Rounding yet another hairpin bend I came upon fully 8 of our group, standing around and shivering. One of them had a puncture, and the others had decided, wisely, to stay with him. The frontrunners had, generously, left behind a couple of sweaters, but this was a group of boys and young men from the hot plains with no experience of these conditions. Lessons I learnt as a Scouting patrol leader nearly 50 years ago kicked in. No, I wasn’t going to go on, I would stay with them. When you’re lost or in trouble, STICK TOGETHER! I showed them how to find shelter in the lee of the hill. Someone produced a cigarette lighter and some packaging from which they made a fire which, for a couple of minutes at least, warmed their hands. 

Eventually the Bishop and the service vehicle arrived, the puncture was fixed and the situation resolved. We continued down the mountain, only to find that the good bitumen surface gave out into a kind of road surface that had just enough bitumen left along with gravel and a great deal of by this time very slippery mud to make it tricky. Sometimes it’s in extreme situations that one finds one’s calling. I discovered that I was pretty good at negotiating this gunk! As tentative as I was at getting around hairpin bends and riding on a good surface in rain, so bold I became at what you could almost call offroad or trail bike riding. 

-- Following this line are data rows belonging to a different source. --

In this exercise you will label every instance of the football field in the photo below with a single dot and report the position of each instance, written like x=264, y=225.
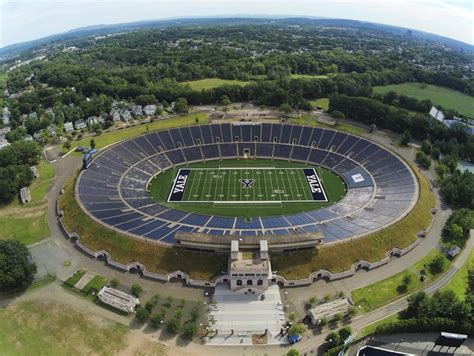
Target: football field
x=246, y=185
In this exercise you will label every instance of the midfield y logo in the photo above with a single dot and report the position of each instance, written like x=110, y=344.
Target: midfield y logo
x=247, y=183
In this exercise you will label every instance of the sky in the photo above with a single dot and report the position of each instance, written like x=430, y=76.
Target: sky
x=24, y=20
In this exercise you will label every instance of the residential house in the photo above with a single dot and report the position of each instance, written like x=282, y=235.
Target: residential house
x=149, y=110
x=68, y=127
x=80, y=124
x=6, y=116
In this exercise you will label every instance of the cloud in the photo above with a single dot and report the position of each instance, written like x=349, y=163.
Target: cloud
x=23, y=20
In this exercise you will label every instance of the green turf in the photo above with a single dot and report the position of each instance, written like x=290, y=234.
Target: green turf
x=323, y=102
x=448, y=98
x=50, y=329
x=459, y=284
x=211, y=83
x=24, y=228
x=311, y=120
x=333, y=185
x=308, y=76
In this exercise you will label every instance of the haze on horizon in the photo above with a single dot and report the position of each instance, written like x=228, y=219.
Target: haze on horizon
x=24, y=20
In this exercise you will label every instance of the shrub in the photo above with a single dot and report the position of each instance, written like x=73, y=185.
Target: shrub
x=136, y=289
x=173, y=326
x=189, y=330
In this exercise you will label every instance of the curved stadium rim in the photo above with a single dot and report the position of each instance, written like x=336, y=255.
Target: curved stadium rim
x=335, y=229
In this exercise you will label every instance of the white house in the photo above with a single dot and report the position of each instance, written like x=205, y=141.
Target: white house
x=118, y=299
x=436, y=114
x=68, y=127
x=149, y=110
x=80, y=124
x=249, y=270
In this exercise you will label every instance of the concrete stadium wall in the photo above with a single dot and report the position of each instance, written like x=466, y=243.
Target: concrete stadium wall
x=180, y=275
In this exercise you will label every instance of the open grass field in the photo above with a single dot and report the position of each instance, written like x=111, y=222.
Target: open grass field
x=448, y=98
x=308, y=76
x=217, y=187
x=380, y=293
x=46, y=328
x=107, y=138
x=157, y=258
x=311, y=120
x=323, y=102
x=27, y=223
x=459, y=283
x=211, y=83
x=338, y=258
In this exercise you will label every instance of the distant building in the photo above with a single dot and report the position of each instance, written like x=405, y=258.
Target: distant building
x=80, y=124
x=25, y=195
x=35, y=172
x=149, y=110
x=436, y=114
x=118, y=299
x=68, y=127
x=6, y=115
x=249, y=270
x=3, y=142
x=137, y=110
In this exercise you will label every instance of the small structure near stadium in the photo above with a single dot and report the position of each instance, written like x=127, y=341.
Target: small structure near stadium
x=118, y=299
x=25, y=195
x=251, y=270
x=328, y=310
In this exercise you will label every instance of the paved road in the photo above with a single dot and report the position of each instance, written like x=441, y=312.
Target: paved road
x=312, y=344
x=66, y=167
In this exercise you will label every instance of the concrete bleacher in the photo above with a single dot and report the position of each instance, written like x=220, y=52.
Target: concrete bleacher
x=381, y=188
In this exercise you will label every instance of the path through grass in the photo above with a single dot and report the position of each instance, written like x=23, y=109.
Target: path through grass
x=448, y=98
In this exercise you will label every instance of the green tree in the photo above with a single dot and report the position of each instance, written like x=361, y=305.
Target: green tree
x=142, y=314
x=293, y=352
x=225, y=101
x=136, y=289
x=17, y=271
x=189, y=330
x=286, y=108
x=297, y=329
x=406, y=138
x=181, y=106
x=156, y=321
x=173, y=326
x=67, y=145
x=426, y=147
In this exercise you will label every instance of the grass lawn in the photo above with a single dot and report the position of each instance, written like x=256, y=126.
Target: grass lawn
x=459, y=283
x=26, y=229
x=448, y=98
x=338, y=258
x=95, y=284
x=211, y=83
x=46, y=328
x=107, y=138
x=311, y=120
x=160, y=188
x=157, y=258
x=370, y=329
x=71, y=281
x=308, y=76
x=323, y=102
x=380, y=293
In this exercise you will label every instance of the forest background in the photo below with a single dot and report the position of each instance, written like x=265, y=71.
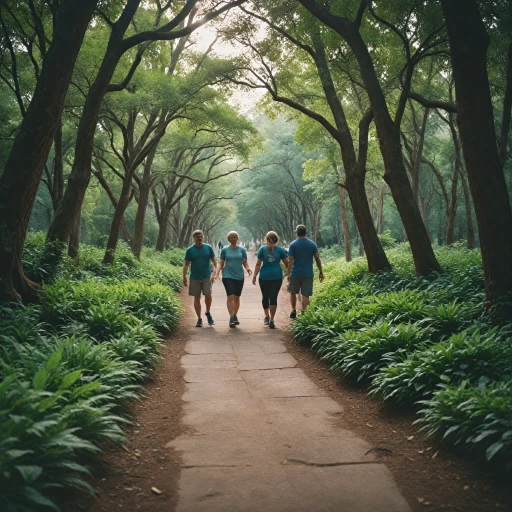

All of a sudden I was outpacing some of the others, secure in the knowledge that the service vehicle was not far behind. I almost shot past the primitive tea shop in a tiny settlement on the valley floor that was packed with wet, happy and (one suspects) relieved Riders letting chai do its re-invigorating work on them. The rest of the run along the valley floor to the petrol station at Tandy, then the nearby buddhist retreat centre a few kilometres from Keylang was a high speed doddle compared with what we’d been through. Even the weather abated. Our huts felt like palaces, the food tasted like cordon bleu cuisine, and we retired to bed that night wet and tired, but feeling that we had achieved something of significance. We had gone over the edge, and into a new world, and we had survived to tell the tale!